In this atmosphere of extravagant, almost frenzied expectation he arrived at the Paris Peace Conference. Without hesitation he plunged into that inferno of human passions. He went down into the Pit like a second Heracles to bring back the fair Alcestis of the world's desire. There were six months of agonized waiting, during which the world situation rapidly deteriorated. And then he emerged with the peace treaty. It was not a Wilson peace, and he made a fatal mistake in somehow giving the impression that the peace was in accord with his Fourteen Points and his various declarations. Not so the world had understood him. This was a punic peace, the same sort of peace as the victor had dictated to the vanquished for thousands of years. It was not Alcestis; it was a haggard, unlovely woman with features distorted with hatred, greed and selfishness, and the little child that the woman carried was scarcely noticed. Yet it was for the saving of the child that Wilson had labored until he was a physical wreck. Let our other great statesmen and leaders enjoy their well-earned honors for their unquestioned success at Paris. To Woodrow Wilson, the apparent failure, belongs the undying honor, which will grow with the growing centuries, of having saved the "little child that shall lead them yet." No other statesman but Wilson could have done it. And he did it.

People Did Not Understand

The people, the common people of all lands, did not understand the significance of what had happened. They saw only that hard, unlovely Prussian peace, and the great hope died in their hearts. The great disillusionment took its place. The most receptive mood for a new start the world had been in for centuries passed away. Faith in their governors and leaders was largely destroyed and the foundations of the human government were shaken in a way which will be felt for generations. The Paris peace lost an opportunity as unique as the great war itself. In destroying the moral idealism born of the sacrifices of the war it did almost as much as the war itself in shattering the structure of Western civilization.

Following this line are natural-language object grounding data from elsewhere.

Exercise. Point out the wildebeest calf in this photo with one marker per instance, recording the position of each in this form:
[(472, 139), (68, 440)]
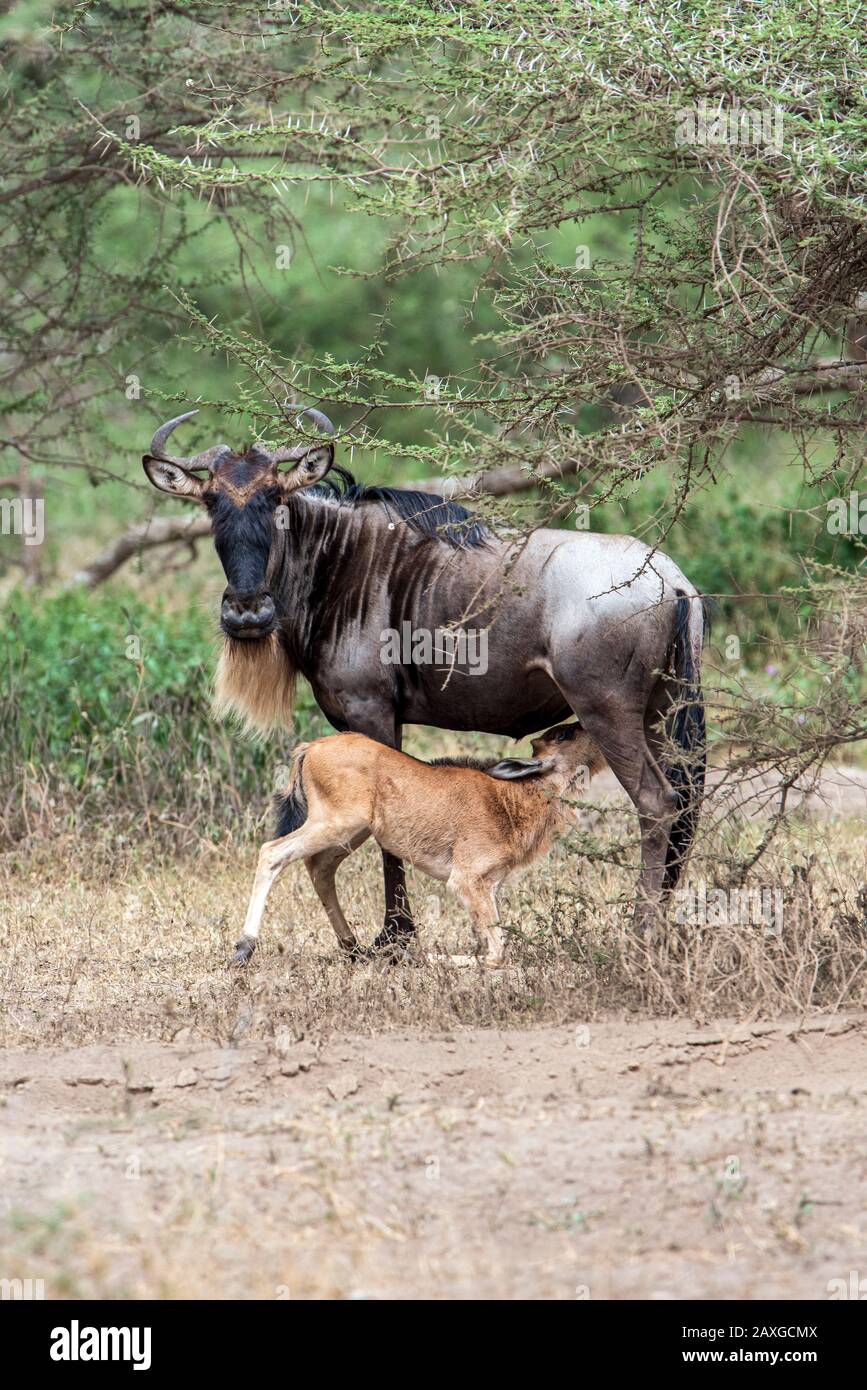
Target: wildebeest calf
[(464, 822)]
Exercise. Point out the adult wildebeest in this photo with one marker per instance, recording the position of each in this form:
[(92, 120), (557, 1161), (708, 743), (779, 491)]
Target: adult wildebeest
[(320, 569)]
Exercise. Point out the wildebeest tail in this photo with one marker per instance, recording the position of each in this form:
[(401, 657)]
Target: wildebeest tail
[(687, 730), (291, 806)]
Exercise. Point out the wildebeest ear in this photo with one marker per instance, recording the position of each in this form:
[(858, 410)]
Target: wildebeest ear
[(171, 477), (310, 464), (513, 767)]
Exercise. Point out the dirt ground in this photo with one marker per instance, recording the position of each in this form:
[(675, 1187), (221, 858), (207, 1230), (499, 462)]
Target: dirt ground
[(617, 1159)]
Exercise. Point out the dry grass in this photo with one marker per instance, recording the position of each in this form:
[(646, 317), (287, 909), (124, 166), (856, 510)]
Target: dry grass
[(125, 943), (306, 1127)]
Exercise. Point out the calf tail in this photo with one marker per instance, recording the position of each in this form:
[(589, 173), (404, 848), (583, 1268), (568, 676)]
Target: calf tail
[(291, 806), (688, 733)]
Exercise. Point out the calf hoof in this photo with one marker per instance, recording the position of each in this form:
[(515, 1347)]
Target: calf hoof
[(353, 952), (395, 943), (243, 950)]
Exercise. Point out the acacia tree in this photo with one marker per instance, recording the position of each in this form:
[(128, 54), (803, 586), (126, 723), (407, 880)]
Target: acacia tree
[(723, 145)]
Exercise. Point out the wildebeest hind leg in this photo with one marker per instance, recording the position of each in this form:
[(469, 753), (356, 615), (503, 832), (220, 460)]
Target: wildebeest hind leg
[(621, 736), (323, 869)]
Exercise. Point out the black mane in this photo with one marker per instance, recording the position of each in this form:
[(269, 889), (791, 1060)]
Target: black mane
[(425, 512), (480, 765)]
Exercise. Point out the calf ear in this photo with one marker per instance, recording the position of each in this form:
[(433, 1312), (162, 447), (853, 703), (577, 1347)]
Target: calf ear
[(513, 767), (171, 477)]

And the odium for all this fell especially on President Wilson. Round him the hopes had centered; round him the disillusion and despair now gathered. Popular opinion largely held him responsible for the bitter disappointment and grievous failure. The cynics scoffed; his friends were silenced in the universal disappointment. Little or nothing had been expected from the other leaders; the whole failure was put to the account of Woodrow Wilson. And finally America for reasons of her own joined the pack and at the end it was his own people who tore him to pieces.

Must Wait for Judgment

Will this judgment, born of momentary disillusion and disappointment, stand in future, or will it be reversed? The time has not come to pass final judgment on either Wilson or any of the other great actors in the drama at Paris. The personal estimates will depend largely on the interpretation of that drama in the course of time. As one who saw and watched things from the inside, I feel convinced that the present popular estimates are largely superficial and will not stand the searching test of time. And I have no doubt whatever that Wilson has been harshly, unfairly, unjustly dealt with, and that he has been made a scapegoat for the sins of others. Wilson made mistakes, and there were occasions when I ventured to sound a warning note. But it was not his mistakes that caused the failure for which he has been held mainly responsible.

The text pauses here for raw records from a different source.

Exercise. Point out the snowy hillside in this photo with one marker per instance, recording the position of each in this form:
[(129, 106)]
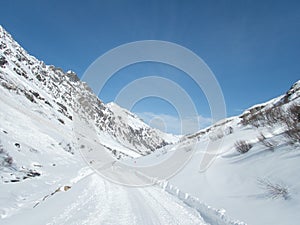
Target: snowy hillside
[(255, 173), (254, 158), (57, 96)]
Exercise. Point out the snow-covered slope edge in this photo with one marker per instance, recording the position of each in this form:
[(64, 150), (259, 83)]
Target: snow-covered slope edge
[(258, 184)]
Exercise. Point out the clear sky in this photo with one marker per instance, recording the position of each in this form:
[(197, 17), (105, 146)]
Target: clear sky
[(252, 47)]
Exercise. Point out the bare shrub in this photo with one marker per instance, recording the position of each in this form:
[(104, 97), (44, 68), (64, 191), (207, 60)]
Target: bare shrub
[(8, 160), (262, 139), (242, 146), (292, 123), (273, 190)]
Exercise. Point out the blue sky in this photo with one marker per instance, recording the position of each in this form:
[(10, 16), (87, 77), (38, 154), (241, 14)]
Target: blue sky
[(252, 47)]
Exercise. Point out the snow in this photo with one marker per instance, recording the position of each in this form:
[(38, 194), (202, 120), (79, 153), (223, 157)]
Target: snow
[(48, 181)]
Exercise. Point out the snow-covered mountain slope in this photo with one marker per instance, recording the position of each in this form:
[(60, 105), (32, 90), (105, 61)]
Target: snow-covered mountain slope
[(60, 96), (255, 173)]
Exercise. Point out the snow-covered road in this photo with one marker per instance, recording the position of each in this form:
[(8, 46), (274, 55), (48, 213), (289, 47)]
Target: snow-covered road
[(102, 202)]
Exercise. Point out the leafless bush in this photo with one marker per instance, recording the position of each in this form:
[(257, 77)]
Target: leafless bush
[(274, 190), (242, 146), (292, 122), (8, 160), (262, 139)]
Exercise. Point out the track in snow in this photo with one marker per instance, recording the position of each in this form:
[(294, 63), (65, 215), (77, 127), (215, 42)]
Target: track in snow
[(104, 203)]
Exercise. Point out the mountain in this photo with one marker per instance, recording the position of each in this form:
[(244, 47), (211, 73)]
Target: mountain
[(244, 167), (60, 96), (248, 165)]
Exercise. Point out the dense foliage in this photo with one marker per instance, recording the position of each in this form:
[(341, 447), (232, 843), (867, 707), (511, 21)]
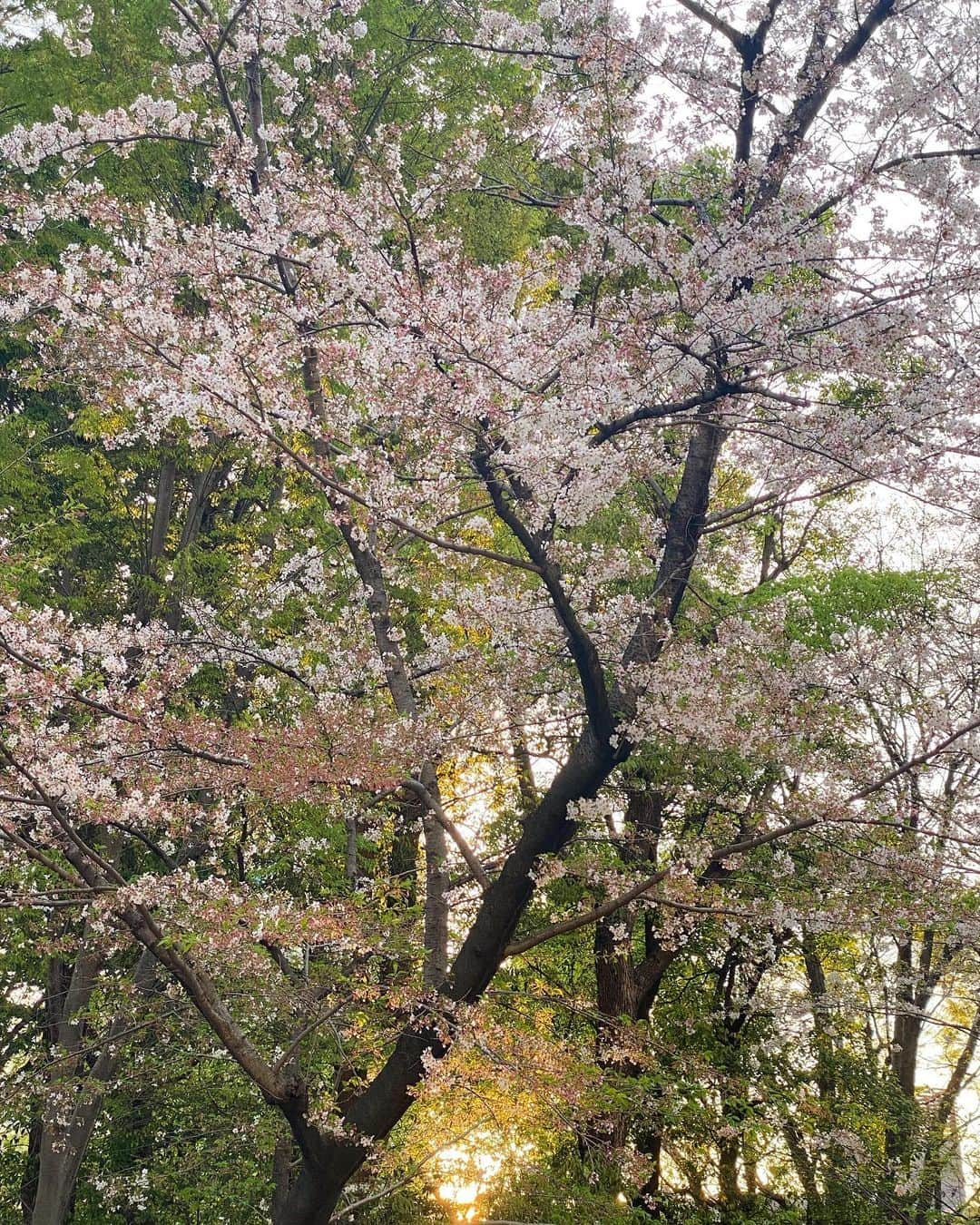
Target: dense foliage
[(487, 655)]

Let us admit the truth, however bitter it is to do so, for those who believe in human nature. It was not Wilson who failed. The position is far more serious. It was the human spirit itself that failed at Paris. It is no use passing judgments and making scapegoats of this or that individual statesman or group of statesmen. Idealists make a great mistake in not facing the real facts sincerely and resolutely. They believe in the power of the spirit, in the goodness which is at the heart of things, in the triumph which is in store for the great moral ideals of the race. But this faith only too often leads to an optimism which is sadly and fatally at variance with actual results.